Planning Commission member Bruce Rickenbach said that the plan should serve plan board and Council as a guide and that Village should make decisions that reflect the plan. He said that the Comprehensive Plan “deserves respect” and should be referenced often.

Perhaps the most significant change in the plan is the reflection of more support for development. It says that the community believes in “planned growth” and that the Village “should take proactive measures” to support the local economy. The plan says the community should “aggressively address the need for new industry and commerce” as well as support existing businesses.

The plan also says that “planned moderate” housing growth, including affordable housing, “is needed and should be encouraged.”

Council president Tony Arnett, who attended the meeting for George Pitstick, Council’s representative on the commission, said the revised plan reflects a “change in mindset,” which he called refreshing. The plan now outlines what the community will support, not what it will not support, he said. “No longer does our plan say we are a community that says

‘no,’ ” Arnett said.

Minor subdivision change

Planning Commission’s third hearing involved a proposal to amend the Village’s minor subdivision regulations, 1226.11, to allow up to five lots to be created from one parcel.
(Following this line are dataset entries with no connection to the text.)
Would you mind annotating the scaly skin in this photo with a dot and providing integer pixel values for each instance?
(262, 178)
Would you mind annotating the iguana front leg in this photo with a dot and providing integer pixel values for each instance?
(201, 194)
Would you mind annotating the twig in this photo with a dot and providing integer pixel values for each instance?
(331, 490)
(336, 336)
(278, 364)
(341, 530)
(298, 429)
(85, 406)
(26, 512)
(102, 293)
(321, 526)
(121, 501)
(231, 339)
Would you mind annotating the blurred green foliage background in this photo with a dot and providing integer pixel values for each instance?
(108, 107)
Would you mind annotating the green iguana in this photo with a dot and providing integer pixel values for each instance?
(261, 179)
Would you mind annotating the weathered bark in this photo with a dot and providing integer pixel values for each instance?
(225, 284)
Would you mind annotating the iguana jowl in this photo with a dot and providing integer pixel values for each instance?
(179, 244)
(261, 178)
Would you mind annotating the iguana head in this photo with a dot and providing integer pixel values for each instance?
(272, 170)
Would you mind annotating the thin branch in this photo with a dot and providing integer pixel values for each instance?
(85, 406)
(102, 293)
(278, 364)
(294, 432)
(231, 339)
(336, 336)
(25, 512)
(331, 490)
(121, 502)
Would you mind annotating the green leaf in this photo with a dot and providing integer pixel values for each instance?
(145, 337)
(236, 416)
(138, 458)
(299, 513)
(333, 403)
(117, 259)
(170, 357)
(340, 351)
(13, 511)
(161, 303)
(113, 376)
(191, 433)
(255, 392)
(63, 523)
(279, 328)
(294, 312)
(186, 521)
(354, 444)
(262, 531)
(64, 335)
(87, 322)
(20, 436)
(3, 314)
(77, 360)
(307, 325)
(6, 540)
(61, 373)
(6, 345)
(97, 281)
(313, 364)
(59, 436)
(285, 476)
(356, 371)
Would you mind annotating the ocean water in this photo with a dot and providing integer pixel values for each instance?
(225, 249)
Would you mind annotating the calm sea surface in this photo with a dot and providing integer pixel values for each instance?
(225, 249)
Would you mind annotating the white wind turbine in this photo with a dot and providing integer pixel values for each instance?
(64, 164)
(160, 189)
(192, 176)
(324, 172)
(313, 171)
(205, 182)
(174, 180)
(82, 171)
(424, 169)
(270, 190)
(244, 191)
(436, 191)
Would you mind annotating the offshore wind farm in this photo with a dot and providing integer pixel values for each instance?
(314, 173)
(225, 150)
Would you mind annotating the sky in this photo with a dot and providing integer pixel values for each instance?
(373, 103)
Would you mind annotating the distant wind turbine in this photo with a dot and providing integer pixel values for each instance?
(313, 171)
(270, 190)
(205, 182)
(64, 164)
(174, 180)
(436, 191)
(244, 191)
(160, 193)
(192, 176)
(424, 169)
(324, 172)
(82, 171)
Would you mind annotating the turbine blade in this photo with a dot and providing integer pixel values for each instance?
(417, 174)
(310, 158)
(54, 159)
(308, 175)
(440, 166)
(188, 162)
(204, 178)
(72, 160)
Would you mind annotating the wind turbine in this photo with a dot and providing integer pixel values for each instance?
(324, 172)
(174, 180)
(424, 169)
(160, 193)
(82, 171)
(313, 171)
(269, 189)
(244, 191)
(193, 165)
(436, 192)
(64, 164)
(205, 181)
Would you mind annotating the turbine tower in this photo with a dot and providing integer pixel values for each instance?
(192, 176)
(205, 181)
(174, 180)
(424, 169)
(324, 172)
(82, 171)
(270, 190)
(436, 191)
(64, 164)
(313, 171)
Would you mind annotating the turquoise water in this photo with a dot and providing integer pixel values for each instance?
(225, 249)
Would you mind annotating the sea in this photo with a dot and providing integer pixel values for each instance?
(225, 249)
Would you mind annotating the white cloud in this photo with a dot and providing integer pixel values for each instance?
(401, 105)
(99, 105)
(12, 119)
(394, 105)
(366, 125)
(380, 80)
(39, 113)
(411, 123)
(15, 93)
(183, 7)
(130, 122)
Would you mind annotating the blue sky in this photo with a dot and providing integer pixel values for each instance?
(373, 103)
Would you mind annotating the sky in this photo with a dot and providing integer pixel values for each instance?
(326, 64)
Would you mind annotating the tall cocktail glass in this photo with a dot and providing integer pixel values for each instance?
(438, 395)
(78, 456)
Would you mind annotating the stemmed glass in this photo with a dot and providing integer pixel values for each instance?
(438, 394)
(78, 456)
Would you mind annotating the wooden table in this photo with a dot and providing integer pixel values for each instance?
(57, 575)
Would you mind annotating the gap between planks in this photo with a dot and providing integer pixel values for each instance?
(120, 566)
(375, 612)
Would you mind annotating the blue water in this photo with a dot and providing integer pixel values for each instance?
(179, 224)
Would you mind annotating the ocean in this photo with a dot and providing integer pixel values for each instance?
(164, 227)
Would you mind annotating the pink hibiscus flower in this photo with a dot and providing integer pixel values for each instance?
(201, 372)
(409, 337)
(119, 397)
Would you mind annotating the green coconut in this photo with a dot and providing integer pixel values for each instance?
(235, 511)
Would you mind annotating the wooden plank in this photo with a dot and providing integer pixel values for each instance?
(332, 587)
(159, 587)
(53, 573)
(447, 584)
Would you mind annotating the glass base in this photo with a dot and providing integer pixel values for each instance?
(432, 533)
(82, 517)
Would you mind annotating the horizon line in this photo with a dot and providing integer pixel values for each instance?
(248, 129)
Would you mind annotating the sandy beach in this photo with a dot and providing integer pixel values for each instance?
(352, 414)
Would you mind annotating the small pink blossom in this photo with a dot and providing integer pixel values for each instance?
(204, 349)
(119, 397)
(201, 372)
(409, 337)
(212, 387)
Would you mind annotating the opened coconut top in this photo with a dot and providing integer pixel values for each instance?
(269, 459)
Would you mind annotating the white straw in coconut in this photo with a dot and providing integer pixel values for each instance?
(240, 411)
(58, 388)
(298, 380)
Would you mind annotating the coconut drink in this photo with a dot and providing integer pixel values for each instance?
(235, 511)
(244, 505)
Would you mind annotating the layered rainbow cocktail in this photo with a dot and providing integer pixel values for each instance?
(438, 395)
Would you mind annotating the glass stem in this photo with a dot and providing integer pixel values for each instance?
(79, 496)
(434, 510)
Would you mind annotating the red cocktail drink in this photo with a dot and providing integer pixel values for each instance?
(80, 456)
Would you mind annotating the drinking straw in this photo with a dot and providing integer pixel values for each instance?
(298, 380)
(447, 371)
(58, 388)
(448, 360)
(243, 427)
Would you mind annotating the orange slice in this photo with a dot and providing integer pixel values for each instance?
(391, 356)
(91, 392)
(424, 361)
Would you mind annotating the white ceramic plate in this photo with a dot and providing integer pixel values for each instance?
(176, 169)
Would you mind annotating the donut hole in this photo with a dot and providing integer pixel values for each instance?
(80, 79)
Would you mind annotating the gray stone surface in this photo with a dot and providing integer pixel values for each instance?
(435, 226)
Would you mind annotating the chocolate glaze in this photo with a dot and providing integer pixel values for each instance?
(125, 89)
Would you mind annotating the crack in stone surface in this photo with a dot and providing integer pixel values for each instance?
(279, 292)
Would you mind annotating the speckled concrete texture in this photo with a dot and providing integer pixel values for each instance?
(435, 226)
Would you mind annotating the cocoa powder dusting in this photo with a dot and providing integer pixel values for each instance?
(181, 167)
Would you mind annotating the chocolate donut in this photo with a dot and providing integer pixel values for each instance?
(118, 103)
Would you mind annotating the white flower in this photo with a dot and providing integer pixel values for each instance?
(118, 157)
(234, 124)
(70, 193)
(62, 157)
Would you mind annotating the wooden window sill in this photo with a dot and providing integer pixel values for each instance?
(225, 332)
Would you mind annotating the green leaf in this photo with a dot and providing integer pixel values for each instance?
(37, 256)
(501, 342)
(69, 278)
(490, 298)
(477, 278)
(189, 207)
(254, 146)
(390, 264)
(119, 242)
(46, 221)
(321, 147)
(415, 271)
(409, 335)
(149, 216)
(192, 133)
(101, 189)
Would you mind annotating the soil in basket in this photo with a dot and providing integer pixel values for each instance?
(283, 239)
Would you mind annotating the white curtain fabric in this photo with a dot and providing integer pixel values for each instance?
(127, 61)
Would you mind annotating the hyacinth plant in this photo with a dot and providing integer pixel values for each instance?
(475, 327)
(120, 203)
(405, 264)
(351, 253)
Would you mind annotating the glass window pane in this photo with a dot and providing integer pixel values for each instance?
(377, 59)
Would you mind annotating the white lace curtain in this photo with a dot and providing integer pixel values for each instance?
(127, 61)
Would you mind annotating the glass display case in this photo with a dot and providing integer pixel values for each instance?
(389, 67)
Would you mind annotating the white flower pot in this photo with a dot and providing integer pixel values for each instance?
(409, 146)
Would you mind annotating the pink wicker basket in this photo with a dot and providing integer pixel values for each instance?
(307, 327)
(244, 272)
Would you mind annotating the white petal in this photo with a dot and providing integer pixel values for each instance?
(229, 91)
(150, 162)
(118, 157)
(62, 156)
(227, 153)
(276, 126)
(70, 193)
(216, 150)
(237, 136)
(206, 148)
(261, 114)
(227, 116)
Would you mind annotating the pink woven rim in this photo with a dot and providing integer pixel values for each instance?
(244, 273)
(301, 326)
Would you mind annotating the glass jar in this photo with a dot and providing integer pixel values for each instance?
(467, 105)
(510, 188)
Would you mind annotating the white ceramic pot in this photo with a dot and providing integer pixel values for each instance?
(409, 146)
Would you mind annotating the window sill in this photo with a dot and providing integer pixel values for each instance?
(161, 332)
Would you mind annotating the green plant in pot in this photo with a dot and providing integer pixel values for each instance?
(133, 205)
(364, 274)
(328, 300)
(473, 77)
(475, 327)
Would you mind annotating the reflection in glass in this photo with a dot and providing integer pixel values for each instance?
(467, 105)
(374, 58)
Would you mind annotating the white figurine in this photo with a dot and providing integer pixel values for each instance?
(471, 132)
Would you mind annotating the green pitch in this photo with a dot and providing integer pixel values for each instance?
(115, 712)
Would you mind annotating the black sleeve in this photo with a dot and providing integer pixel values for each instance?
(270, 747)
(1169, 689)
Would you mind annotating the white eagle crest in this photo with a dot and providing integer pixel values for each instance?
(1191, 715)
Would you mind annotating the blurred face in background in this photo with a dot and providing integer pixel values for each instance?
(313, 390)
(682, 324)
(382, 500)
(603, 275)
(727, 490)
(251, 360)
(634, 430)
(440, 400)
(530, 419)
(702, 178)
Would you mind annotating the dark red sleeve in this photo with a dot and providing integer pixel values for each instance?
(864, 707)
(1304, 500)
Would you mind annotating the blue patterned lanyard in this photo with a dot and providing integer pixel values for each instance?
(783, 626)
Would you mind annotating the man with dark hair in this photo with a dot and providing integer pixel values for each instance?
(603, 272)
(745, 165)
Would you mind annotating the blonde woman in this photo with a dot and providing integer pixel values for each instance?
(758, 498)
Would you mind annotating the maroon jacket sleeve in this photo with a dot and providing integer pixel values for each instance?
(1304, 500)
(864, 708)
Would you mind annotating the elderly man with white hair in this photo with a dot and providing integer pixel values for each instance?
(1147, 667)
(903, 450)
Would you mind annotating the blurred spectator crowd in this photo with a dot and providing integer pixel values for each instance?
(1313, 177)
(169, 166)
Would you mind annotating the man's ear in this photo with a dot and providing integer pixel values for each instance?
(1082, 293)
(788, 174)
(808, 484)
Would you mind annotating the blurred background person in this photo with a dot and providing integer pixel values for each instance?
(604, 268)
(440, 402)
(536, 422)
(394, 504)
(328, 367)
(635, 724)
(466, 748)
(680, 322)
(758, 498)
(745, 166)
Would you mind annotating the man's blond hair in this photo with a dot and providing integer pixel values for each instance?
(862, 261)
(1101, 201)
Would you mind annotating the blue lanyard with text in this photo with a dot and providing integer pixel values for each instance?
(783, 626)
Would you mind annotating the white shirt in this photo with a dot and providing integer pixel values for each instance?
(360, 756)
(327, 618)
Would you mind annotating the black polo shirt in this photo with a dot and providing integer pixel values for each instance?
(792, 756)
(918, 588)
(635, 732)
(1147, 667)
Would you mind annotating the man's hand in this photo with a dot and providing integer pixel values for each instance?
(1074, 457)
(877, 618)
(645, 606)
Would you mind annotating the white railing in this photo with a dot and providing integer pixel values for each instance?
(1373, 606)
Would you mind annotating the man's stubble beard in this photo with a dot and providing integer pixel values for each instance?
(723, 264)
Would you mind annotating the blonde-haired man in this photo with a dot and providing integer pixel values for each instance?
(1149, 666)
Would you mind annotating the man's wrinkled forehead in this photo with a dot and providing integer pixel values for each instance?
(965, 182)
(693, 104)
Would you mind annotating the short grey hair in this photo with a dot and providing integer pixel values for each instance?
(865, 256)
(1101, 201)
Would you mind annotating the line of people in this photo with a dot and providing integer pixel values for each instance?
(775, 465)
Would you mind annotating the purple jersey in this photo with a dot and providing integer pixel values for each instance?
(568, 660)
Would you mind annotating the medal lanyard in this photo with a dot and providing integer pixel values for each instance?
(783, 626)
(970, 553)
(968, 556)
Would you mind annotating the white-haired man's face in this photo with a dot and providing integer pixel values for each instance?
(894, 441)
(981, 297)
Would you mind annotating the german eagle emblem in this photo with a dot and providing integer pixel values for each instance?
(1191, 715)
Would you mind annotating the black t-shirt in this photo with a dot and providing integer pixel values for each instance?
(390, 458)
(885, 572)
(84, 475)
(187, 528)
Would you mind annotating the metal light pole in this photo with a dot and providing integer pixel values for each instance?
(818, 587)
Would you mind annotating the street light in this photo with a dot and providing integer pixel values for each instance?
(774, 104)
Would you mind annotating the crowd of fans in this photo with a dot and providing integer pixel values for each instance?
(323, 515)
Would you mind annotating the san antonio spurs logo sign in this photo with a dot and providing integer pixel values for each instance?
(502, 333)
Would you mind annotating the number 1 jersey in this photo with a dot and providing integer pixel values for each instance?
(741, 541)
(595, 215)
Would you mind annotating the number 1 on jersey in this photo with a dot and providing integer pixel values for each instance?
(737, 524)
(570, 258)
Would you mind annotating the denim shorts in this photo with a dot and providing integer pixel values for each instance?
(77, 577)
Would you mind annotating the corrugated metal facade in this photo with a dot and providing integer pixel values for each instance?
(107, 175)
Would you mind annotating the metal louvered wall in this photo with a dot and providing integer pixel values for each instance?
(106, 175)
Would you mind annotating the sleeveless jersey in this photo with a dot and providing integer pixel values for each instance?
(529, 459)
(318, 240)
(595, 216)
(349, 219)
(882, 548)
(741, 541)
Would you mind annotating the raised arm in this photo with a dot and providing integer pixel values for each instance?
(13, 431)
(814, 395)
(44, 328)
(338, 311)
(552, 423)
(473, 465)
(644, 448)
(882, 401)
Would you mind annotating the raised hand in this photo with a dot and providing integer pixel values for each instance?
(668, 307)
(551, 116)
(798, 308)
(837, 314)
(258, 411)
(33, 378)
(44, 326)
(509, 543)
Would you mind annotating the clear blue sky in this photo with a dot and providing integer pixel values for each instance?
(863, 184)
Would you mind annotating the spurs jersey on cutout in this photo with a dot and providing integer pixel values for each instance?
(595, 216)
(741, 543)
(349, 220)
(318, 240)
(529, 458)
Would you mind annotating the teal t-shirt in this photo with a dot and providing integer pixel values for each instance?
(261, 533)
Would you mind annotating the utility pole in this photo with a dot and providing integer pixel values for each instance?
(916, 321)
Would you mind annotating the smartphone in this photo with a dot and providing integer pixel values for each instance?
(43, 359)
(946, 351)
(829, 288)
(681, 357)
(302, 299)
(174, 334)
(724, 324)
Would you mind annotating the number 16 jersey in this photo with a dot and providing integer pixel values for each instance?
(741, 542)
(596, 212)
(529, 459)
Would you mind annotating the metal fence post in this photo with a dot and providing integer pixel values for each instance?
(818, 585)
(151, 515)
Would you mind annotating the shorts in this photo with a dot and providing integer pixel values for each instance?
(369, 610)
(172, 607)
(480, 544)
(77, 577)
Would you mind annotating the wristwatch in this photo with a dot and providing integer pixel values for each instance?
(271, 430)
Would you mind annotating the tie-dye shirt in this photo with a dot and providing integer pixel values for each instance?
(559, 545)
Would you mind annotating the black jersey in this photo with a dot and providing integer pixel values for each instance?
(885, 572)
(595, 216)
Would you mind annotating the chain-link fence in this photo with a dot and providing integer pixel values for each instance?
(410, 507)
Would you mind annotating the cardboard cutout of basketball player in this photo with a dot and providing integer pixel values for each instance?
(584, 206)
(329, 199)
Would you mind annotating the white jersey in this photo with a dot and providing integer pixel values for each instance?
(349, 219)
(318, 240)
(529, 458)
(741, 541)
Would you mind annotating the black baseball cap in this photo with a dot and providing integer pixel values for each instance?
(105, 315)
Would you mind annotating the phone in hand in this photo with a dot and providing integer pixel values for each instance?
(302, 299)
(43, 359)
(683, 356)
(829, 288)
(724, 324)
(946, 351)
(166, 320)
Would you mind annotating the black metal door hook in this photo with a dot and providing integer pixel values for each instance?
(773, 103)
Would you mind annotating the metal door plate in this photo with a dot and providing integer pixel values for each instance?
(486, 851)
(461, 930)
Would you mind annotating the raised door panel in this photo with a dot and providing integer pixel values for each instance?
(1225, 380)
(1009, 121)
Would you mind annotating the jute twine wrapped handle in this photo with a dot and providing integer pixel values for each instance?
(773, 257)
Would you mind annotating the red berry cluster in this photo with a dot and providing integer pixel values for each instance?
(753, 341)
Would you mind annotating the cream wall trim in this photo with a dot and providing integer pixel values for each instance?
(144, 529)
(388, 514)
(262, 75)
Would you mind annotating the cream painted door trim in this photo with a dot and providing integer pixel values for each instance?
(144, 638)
The current regulation allows three lots to be created, or divided from one parcel.

The amendment reflects State law for minor subdivisions.

A minor subdivision is an easy way to divide a large parcel into smaller lots. The division must occur on land that is located on an existing public road.

* * *

In other Planning Commission business:

• Ted Donnell, the president of Axis Architecture, gave a presentation on a proposed housing development he wants to build on Hull Court. The development will include 10 houses and a large common area. Donnell said that a homeowners association would be responsible for maintenance. He said he hopes to market the development to empty-nesters and people on a fixed income. The entire development should be completed in two years, he said.

Axis plans to request a site plan review for the proposal. Planning Commission agreed to hold a public hearing on the request at its next meeting, April 14. If the commission approves the request, it would be forwarded to Council, which must also approve it.

After discussing the site plan review requirements, Struewing told Donnell, “it doesn’t look like there’s a lot of opposition to your project, so far.”

• Planning Commission and Council will hold a special joint meeting Monday, March 24, 7 p.m., in meeting rooms A and B, Bryan Community Center, to discuss two of Council’s goals for the year, promoting business and residential growth.